The human place
This is the heart of the course. Sorting tasks is the easy half; deciding what becomes of the people who did them is the half that determines whether the change is worth making. Module 2 ended each process on a question — and the person? Here that question becomes the work.
3.1 Up, not out
The move worth making is to raise people, not remove them — into oversight of the agents, into the exceptions an agent hands back, into the judgment and relationship work there was never enough time for. "Up" is not a consolation prize. In most small businesses there is more good human work waiting than there are hands to do it.

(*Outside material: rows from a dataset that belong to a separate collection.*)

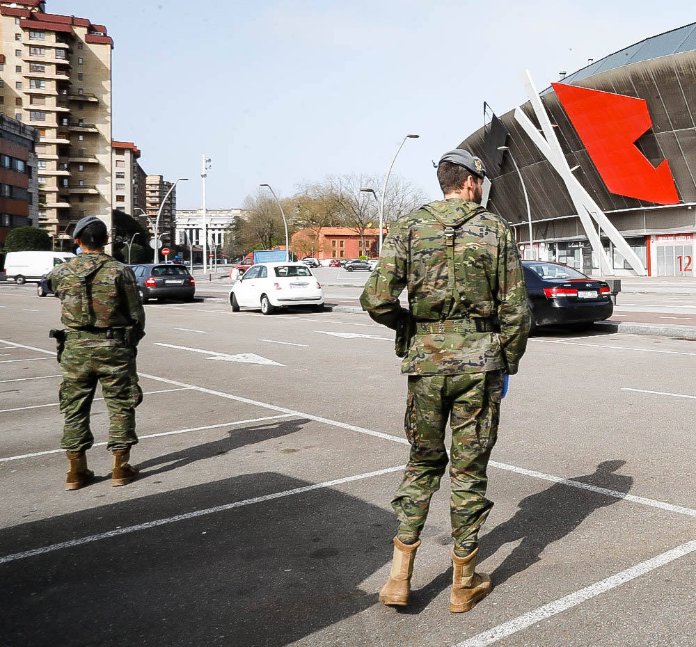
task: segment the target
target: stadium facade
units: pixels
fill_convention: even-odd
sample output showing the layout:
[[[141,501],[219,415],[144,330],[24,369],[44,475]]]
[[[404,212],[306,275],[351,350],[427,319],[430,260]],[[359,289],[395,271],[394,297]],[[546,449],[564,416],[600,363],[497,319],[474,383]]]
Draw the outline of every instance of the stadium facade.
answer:
[[[693,276],[696,23],[597,61],[539,97],[543,119],[530,101],[489,118],[459,145],[483,159],[492,182],[488,207],[510,222],[525,257],[596,274],[603,248],[603,273]],[[537,136],[547,117],[546,139],[557,140],[564,173]],[[577,190],[564,179],[571,175]],[[603,213],[597,218],[587,207],[589,235],[578,192]],[[622,238],[630,247],[624,253]]]

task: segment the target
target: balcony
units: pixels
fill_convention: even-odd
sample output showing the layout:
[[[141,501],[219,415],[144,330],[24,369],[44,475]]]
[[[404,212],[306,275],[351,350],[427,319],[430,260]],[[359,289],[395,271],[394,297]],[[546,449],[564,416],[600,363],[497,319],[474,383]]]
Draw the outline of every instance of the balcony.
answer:
[[[99,195],[97,187],[93,184],[70,184],[70,187],[68,187],[68,192],[70,193],[81,193],[82,195]]]
[[[68,129],[72,132],[98,133],[99,129],[94,124],[70,124]]]
[[[86,101],[90,103],[98,104],[99,98],[95,94],[90,92],[86,92],[84,95],[75,95],[68,93],[68,98],[70,101]]]
[[[86,150],[79,150],[71,148],[68,154],[68,161],[80,164],[98,164],[99,160],[96,156],[87,152]]]

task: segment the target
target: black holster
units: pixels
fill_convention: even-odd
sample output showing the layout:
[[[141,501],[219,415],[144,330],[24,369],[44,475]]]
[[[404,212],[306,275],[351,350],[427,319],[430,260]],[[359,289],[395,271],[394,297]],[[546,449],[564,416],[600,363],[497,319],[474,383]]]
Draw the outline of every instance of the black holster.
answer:
[[[58,363],[61,363],[61,357],[65,348],[65,331],[60,328],[51,328],[49,330],[48,336],[56,340],[56,357]]]

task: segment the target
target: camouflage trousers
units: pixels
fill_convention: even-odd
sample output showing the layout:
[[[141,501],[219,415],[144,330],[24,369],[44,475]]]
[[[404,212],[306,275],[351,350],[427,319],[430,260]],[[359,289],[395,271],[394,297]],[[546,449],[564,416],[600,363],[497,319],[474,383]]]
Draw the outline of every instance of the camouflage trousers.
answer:
[[[94,347],[84,340],[65,342],[60,390],[61,411],[65,417],[61,440],[63,449],[79,452],[94,444],[90,410],[97,383],[109,410],[106,449],[125,448],[138,442],[135,408],[143,401],[143,392],[138,385],[135,356],[134,349],[122,345]]]
[[[404,536],[420,534],[447,468],[445,429],[452,428],[450,518],[455,547],[476,543],[493,502],[486,469],[498,438],[502,371],[409,376],[404,426],[411,455],[392,501]]]

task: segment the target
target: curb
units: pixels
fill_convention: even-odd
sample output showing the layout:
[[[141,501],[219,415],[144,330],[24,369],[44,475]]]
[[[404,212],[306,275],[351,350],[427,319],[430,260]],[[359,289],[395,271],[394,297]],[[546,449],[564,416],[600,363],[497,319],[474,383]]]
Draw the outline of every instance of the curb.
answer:
[[[681,340],[696,340],[696,326],[674,326],[661,324],[610,324],[608,321],[596,321],[592,330],[604,333],[626,333],[632,335],[657,335],[663,337],[678,337]]]

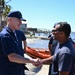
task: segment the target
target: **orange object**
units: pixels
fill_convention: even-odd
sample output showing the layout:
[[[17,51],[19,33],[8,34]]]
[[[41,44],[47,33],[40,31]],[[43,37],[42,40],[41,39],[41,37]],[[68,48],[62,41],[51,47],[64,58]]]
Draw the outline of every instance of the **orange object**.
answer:
[[[42,48],[31,48],[31,47],[26,47],[26,54],[28,54],[32,58],[48,58],[50,57],[50,52],[49,50],[45,50]]]

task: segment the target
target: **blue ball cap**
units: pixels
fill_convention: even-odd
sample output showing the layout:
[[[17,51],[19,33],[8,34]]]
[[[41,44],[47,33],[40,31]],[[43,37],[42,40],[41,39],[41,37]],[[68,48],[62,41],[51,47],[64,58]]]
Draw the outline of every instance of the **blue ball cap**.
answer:
[[[25,19],[22,18],[22,14],[20,11],[12,11],[8,14],[8,17],[15,17],[15,18],[18,18],[22,21],[26,21]]]

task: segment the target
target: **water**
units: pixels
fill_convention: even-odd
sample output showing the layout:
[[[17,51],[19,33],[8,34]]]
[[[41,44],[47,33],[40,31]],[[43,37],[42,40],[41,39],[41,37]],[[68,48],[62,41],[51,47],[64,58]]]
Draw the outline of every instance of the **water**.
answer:
[[[43,37],[48,37],[49,34],[45,33],[36,33],[35,36],[43,36]],[[71,38],[75,42],[75,32],[71,33]],[[33,48],[45,48],[48,49],[48,42],[49,40],[41,40],[41,39],[27,39],[27,46],[33,47]]]

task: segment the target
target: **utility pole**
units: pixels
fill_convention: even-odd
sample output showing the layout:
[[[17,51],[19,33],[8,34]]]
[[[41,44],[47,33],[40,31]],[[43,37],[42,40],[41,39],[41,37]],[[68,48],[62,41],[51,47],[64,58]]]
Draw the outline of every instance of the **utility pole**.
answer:
[[[1,22],[2,22],[3,8],[4,8],[4,0],[0,0],[0,31],[2,30]]]

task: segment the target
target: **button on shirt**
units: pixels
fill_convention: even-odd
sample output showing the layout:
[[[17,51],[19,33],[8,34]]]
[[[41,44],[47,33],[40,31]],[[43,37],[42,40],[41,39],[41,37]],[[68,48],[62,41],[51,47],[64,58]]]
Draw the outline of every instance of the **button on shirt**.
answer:
[[[23,50],[19,49],[13,31],[5,27],[0,35],[0,75],[24,75],[24,64],[10,62],[7,57],[11,53],[24,56]]]

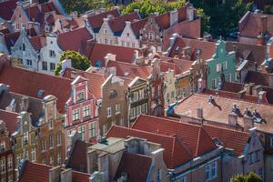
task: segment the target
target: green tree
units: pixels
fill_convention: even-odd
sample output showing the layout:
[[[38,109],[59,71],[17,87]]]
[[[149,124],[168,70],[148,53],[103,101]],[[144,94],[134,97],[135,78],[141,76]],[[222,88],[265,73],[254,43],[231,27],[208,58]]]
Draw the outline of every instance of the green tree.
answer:
[[[230,182],[262,182],[262,177],[253,172],[248,175],[238,175],[230,179]]]
[[[65,51],[58,60],[58,65],[55,69],[55,75],[58,76],[62,69],[62,61],[66,58],[71,59],[72,67],[80,70],[86,70],[90,66],[87,57],[76,51]]]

3.2 The knowledge that grows more valuable
The person who runs a process knows the clients, the service, and exactly where it fails, in a way no current AI can match. As agents take the routine, that knowledge does not lose value — it becomes the edge. In service and process-driven organisations especially, the experienced hand is the world model the machine lacks. To treat them as surplus is to throw away the thing the business most needs.
Discussion topics
- Whose knowledge, if it walked out the door, would you struggle to rebuild?
- Where does real client knowledge actually sit in your business — is it where you'd expect, or somewhere you'd overlook?
3.3 Two paths, one principle
If you have staff, the path is to upgrade and keep them. If you are a founder or sole operator, the path is to reach further without hiring, and to bring people in by collaboration where judgment or relationship is needed. Different circumstances, the same principle: the person stays the author; the agent extends the reach.
3.4 It is also self-interest
This is not only the decent course. A person made to feel surplus leaves, and the world model walks out with them — the client knowledge, the workarounds, the trust. Keeping and raising people is how a small business holds on to the thing that cannot be re-hired. The morale argument and the hard-headed one point the same way.
3.5 The hard cases, faced plainly
Not every role can be raised, and it would be a disservice to pretend so. The market may force calls no course can soften, and forces well outside your walls will shape what is possible. The stance here is not that no one is ever displaced — it is that you face it with the people in view, early and straight, rather than letting it happen by drift. There are more unknowns ahead than knowns; meeting them straight with your people, early and in the open, is the most you can promise — and the most that should be promised.
Discussion topics
- Is there a role in your business that genuinely could not be "raised" — and what would facing that early and straight look like for that person?
Further reading
- Plural values, living organisations and AI — held in kōrero, not collapsed to a number: why people, not scores, hold the judgment.
- Who authors, who governs — the people remain the authors; the machine serves.
- More in the Further reading list.
Questions by role — not by rank
Grouped by role, not by rank — and the roles are flattening: in a small business one person often holds several, and in a one-person-plus-agents business, one person holds them all. The people question at the heart of this module cannot be answered over anyone's head — least of all the person whose work is moving.
(a board, the owners — or you.) What do we owe the people whose routine work moves — and is "up, not out" our actual plan, or only a phrase?
(whoever runs the change — or you.) Plan each person's move before the agent is deployed; face the roles that genuinely cannot be raised early and straight, with the person in view.
(team leads — or you.) Whose knowledge would you struggle to rebuild if it walked out the door — and is it held where you'd expect, or somewhere easy to overlook?
(the people closest to the task — including the newest.) You can contribute: say where your work could be raised, and where it would simply be lost — you know the difference better than anyone. You're entitled to see: that the plan for your place is being made before the agent arrives, not after.
Self-check
1. What does "bureaucracy as we know it is dead" mean in this course?
The form comes down; the builders remain, doing better work. Never read it as the people being surplus.
2. Why is keeping and raising experienced people also self-interest?
The client knowledge, workarounds and trust cannot be re-hired quickly.
3. What is "the order is the ethic"?
Facing the people question first, with them in view, is the heart of a humane transition.